В ту пору я тоже был застенчив, но это была совсем другая, совсем не горьковская и совсем уж не милая, а какая-то нелепая и даже болезненная застенчивость. Тому, кто знаком хоть немного с моими автобиографическими книжками, это может показаться странным, но я и в самом деле — и именно в эти, юношеские годы — был робок и застенчив, как маленькая девочка. Я стеснялся зайти в магазин, краснел, разговаривая с газетчиком или с трамвайной кондукторшей.
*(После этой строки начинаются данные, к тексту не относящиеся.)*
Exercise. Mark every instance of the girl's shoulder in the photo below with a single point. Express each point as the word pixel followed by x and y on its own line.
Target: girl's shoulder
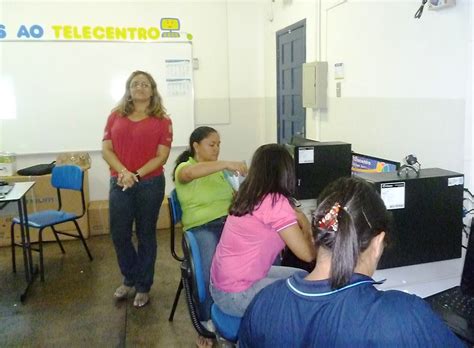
pixel 274 200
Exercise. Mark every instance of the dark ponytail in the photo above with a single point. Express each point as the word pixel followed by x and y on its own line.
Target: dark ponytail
pixel 362 216
pixel 196 136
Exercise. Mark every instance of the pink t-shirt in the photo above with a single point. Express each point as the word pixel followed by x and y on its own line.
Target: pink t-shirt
pixel 249 244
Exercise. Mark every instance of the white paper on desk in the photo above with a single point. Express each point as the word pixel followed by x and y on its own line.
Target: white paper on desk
pixel 393 195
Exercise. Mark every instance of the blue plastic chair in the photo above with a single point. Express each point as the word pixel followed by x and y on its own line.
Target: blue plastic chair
pixel 175 218
pixel 196 284
pixel 66 177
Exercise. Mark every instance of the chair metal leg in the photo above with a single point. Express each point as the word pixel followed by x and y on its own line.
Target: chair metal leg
pixel 12 231
pixel 58 240
pixel 176 299
pixel 40 248
pixel 83 240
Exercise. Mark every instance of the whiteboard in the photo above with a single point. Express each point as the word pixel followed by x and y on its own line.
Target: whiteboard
pixel 64 90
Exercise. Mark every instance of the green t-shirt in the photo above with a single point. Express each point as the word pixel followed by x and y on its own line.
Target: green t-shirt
pixel 204 199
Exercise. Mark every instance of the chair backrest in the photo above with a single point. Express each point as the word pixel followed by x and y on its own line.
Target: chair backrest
pixel 68 177
pixel 199 247
pixel 175 218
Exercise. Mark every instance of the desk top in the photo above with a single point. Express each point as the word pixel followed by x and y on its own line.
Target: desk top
pixel 18 191
pixel 424 279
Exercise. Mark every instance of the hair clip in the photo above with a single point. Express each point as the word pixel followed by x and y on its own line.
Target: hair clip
pixel 329 221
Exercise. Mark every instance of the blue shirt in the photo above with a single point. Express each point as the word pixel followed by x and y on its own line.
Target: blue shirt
pixel 300 313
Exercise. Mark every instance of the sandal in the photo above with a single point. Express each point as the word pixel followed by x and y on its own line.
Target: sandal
pixel 203 342
pixel 141 299
pixel 123 292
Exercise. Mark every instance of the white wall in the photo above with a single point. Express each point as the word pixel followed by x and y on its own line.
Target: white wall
pixel 227 40
pixel 407 86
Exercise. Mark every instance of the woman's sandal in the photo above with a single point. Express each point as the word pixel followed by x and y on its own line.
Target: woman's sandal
pixel 123 292
pixel 141 299
pixel 203 342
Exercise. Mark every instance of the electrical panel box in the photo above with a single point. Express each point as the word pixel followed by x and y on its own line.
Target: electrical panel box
pixel 427 215
pixel 319 163
pixel 315 85
pixel 440 4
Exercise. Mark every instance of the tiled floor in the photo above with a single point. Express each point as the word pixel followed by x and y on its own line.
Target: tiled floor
pixel 75 307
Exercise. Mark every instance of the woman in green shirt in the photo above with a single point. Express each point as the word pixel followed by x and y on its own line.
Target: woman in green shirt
pixel 203 192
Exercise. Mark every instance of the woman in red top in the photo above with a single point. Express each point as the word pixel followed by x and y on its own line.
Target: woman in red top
pixel 136 145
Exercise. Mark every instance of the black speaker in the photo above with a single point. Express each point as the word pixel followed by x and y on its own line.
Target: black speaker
pixel 427 213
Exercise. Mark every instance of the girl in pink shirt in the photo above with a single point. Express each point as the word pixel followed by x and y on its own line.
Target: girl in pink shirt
pixel 261 221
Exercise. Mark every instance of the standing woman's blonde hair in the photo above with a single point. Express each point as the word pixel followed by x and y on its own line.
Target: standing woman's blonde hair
pixel 126 106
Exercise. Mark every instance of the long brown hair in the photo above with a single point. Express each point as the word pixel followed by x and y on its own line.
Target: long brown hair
pixel 126 107
pixel 198 135
pixel 271 172
pixel 361 217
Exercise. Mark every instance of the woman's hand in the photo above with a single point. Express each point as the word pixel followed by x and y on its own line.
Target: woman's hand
pixel 126 179
pixel 239 168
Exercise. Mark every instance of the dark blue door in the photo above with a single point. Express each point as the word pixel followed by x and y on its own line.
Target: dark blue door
pixel 291 54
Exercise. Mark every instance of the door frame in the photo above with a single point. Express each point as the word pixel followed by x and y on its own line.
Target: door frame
pixel 279 33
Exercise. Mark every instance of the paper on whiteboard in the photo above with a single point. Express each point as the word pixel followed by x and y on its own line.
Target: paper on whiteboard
pixel 306 155
pixel 393 195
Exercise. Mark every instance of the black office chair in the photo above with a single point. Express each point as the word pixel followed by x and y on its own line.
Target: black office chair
pixel 67 177
pixel 195 279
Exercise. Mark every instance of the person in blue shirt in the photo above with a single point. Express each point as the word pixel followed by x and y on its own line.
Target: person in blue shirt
pixel 337 304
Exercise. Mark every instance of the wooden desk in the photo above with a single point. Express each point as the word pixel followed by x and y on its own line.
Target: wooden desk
pixel 18 194
pixel 424 279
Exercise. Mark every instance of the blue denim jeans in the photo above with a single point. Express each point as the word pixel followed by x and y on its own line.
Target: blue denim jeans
pixel 140 204
pixel 235 303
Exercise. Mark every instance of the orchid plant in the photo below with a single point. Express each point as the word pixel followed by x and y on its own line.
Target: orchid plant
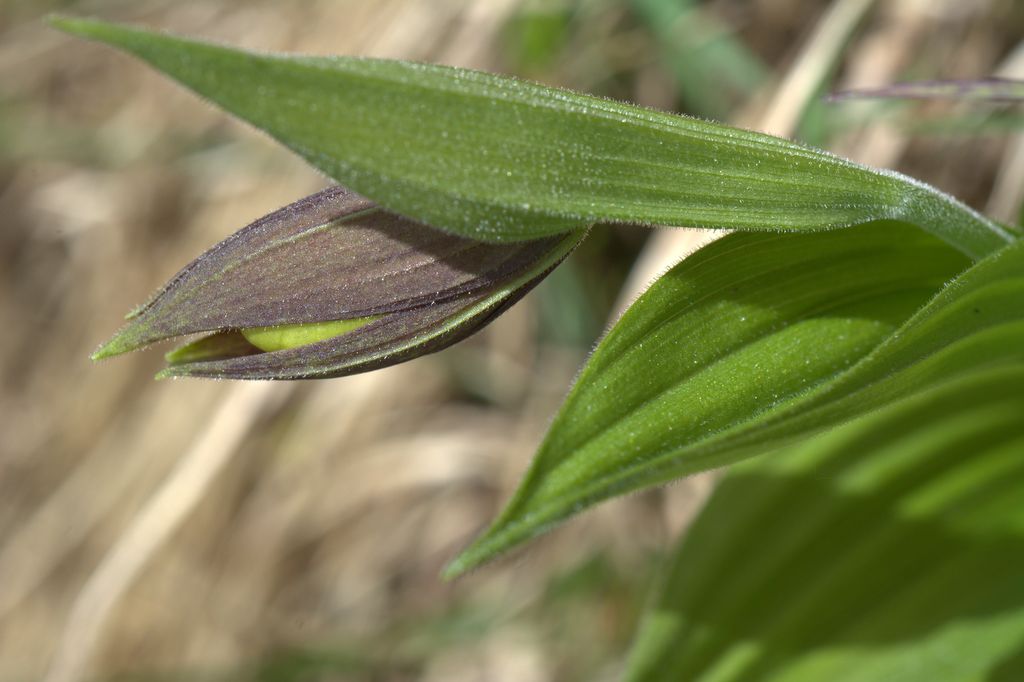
pixel 854 350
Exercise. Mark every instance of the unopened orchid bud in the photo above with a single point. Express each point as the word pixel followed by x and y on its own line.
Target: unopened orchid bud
pixel 330 286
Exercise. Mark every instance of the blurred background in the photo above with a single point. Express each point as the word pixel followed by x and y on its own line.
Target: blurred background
pixel 208 530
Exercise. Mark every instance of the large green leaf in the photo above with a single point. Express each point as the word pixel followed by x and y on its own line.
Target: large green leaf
pixel 501 159
pixel 748 345
pixel 889 549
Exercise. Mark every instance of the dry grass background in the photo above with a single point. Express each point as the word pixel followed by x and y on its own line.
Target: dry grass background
pixel 287 531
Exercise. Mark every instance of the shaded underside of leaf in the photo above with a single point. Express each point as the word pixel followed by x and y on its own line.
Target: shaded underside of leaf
pixel 889 549
pixel 500 159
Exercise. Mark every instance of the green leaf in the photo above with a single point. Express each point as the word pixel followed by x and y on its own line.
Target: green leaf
pixel 745 345
pixel 889 549
pixel 501 159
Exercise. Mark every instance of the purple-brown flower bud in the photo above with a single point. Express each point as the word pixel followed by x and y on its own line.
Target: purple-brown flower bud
pixel 330 286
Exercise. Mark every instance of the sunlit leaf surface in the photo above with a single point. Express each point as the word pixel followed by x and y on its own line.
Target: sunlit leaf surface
pixel 748 344
pixel 889 549
pixel 502 159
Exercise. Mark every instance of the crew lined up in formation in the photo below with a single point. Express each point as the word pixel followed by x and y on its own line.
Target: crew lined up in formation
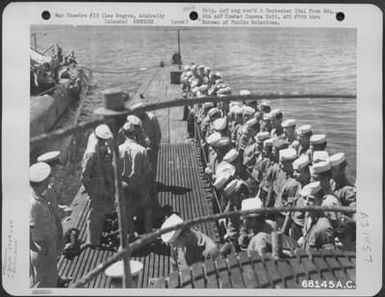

В гостях я отказывался от чая, так как был уверен, что опрокину стакан, а в обществе, где присутствовал хотя бы один незнакомый мне человек, я никогда не мог произнести двух слов, более значительных и интересных, чем «да» или «нет».
Когда мне сказали, что Алексей Максимович Горький, только что приехавший из Италии, хочет меня видеть и что такого-то числа к такому-то часу я должен быть у него в «Европейской» гостинице — у меня подкосились ноги. Я сразу же твердо и безоговорочно решил: не пойду!
За несколько дней до этого я получил приглашение на банкет, который устраивали в честь Горького ленинградские писатели. Посмотреть на Горького издали, сидя где-нибудь в стороне, через пять или десять стульев, — на это у меня еще хватило бы храбрости. На банкет я собирался пойти. И вдруг я узнаю, что Алексей Максимович в дороге простудился, заболел и что банкет отменяется. А на другой день мне говорят, что Максим Горький зовет меня к себе в гости.
Я не спал всю ночь. Я уже решил, что не пойду, я знал, что не выдержу этой встречи с великим писателем один на один, — и все-таки колебался, все-таки не мог победить в себе страстного и вместе с тем такого простого и естественного желания — увидеть Горького.
Перед рассветом я, помню, закурил, взял с полки потрепанный, перевязанный веревочкой томик «Знания» и стал читать «Городок Окуров». И, прочитав две или три страницы, я вдруг понял, что надо идти, что не идти нельзя, что если не пойду — не прощу себе этого до самого смертного часа.
И вот чуть свет, гораздо раньше, чем было назначено, пришел в гостиницу — совершенно разбитый, больной и готовый, как говорится, ко всему. Ожидая в приемной, когда меня позовут, я, помню, самым серьезным образом подумывал, не выпрыгнуть ли мне из окна, благо окна были открыты, а номер помещался в первом этаже.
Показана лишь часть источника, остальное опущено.